Early repolarization is a normal variant that occurs commonly in young males, especially blacks, and does not evolve with the stages of acute pericarditis.2 Early repolarization is distinguished by ST-segment elevation limited to the precordial leads, elevation of the ST segment in V1, an isoelectric ST segment in lead V6, notching of the terminal aspect of the QRS complex, and a shift to baseline of the ST segments with exercise.10,11
Another useful clue in differentiating acute pericarditis from early repolarization is the ST/T ratio in lead V6. This is calculated by dividing the millimeters of ST-segment elevation by the millimeters to the tallest point of the T wave. Each value is measured from the isoelectric point. An ST/T ratio of greater than 0.25 in lead V6 suggests acute pericarditis.10,14 Table 4 lists findings on ECG that are characteristic of acute pericarditis, acute myocardial infarction and early repolarization.
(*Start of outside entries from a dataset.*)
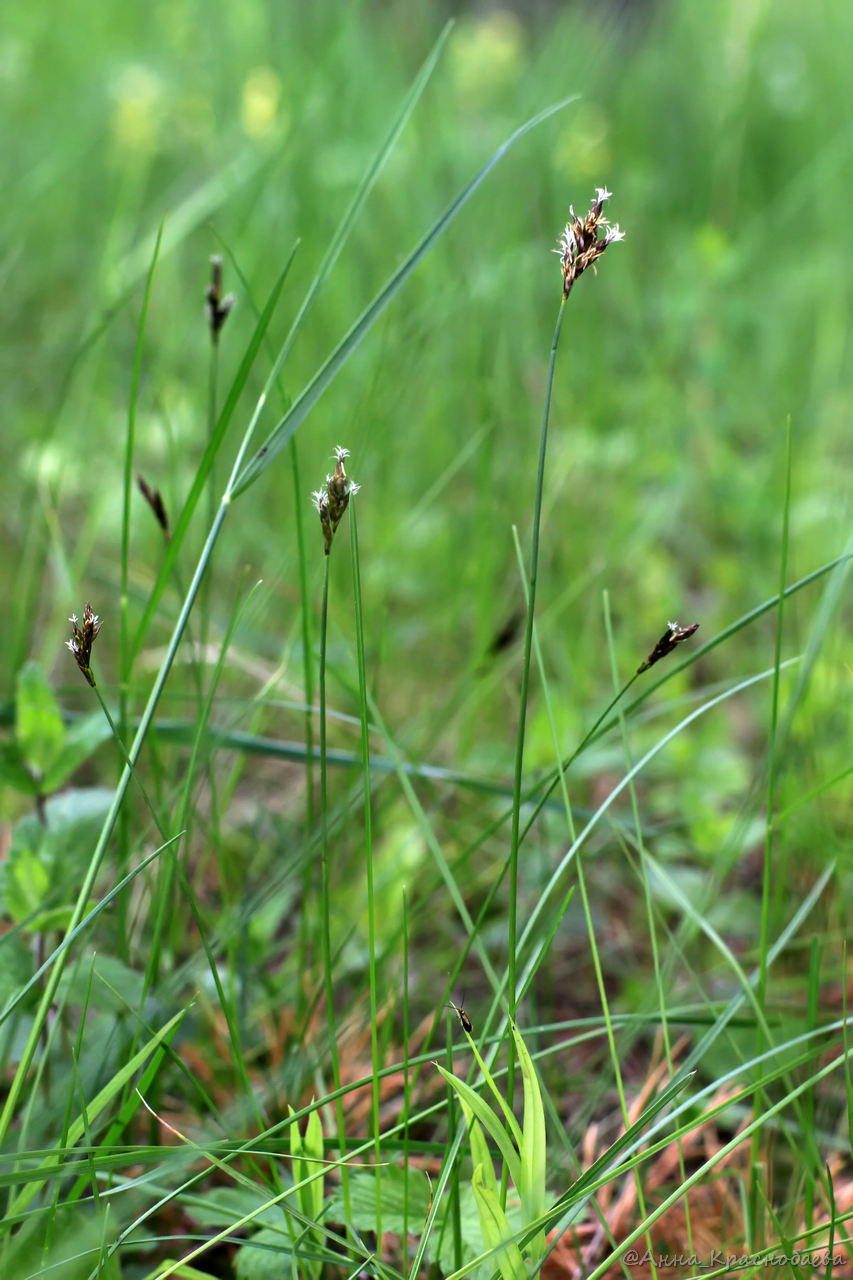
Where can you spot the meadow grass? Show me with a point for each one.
(314, 798)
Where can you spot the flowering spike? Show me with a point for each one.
(333, 498)
(673, 636)
(82, 640)
(583, 241)
(218, 307)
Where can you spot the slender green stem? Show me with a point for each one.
(368, 854)
(126, 658)
(308, 684)
(109, 826)
(766, 880)
(523, 704)
(324, 887)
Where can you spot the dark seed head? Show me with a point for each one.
(466, 1024)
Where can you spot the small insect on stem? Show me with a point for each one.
(465, 1022)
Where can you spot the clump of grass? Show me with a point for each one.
(194, 991)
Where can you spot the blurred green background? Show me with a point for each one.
(724, 132)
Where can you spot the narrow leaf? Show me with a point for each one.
(489, 1123)
(533, 1146)
(308, 398)
(497, 1233)
(39, 726)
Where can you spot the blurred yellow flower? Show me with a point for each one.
(136, 114)
(486, 54)
(260, 99)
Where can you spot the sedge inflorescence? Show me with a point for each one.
(333, 498)
(584, 240)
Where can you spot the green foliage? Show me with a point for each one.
(276, 901)
(525, 1162)
(44, 753)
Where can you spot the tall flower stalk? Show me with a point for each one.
(331, 502)
(580, 245)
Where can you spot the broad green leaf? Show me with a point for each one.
(265, 1257)
(82, 739)
(397, 1188)
(497, 1233)
(94, 1109)
(14, 772)
(26, 887)
(532, 1187)
(310, 394)
(220, 1206)
(313, 1146)
(39, 726)
(489, 1123)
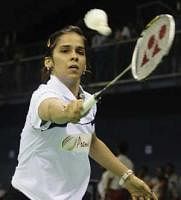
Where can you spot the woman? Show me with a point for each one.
(53, 160)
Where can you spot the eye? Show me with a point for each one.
(64, 50)
(81, 51)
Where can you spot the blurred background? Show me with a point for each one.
(147, 114)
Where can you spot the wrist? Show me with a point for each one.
(125, 176)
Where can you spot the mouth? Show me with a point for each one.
(73, 67)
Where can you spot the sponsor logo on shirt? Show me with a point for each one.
(76, 142)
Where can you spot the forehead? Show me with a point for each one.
(71, 38)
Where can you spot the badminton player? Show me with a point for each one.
(56, 142)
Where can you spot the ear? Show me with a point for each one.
(48, 63)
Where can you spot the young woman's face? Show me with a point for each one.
(69, 59)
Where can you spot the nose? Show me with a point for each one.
(74, 56)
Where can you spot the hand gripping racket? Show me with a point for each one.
(153, 44)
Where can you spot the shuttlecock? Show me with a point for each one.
(96, 19)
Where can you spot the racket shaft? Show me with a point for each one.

|ECG finding||Acute pericarditis||Myocardial infarction||Early repolarization|
|ST-segment shape||Concave upward||Convex upward||Concave upward|
|Reciprocal ST-segment changes||Absent||Present||Absent|
|Location of ST-segment elevation||Limb and precordial leads||Area of involved artery||Precordial leads|
|ST/T ratio in lead V6*||>0.25||N/A||<0.25|
|Loss of R-wave voltage||Absent||Present||Absent|
Most cases of acute idiopathic or viral pericarditis do not recur; however, acute pericarditis may recur if it is associated with an ongoing underlying illness such as an autoimmune disease or uremia. Symptoms usually subside within two weeks; however, up to 15 percent of patients may experience a recurrence in the first few months following the initial episode.1,5,15 On occasion, idiopathic acute pericarditis may recur several times but will rarely lead to effusion and cardiac tamponade or constrictive pericarditis necessitating pericardectomy.3 Typically, physicians should schedule a follow-up visit with these patients two weeks after the onset of their illness unless problems arise sooner. An ECG should be considered at four weeks, bearing in mind that residual T-wave inversion may be present for several weeks during stage III of acute pericarditis.1,5,10,15.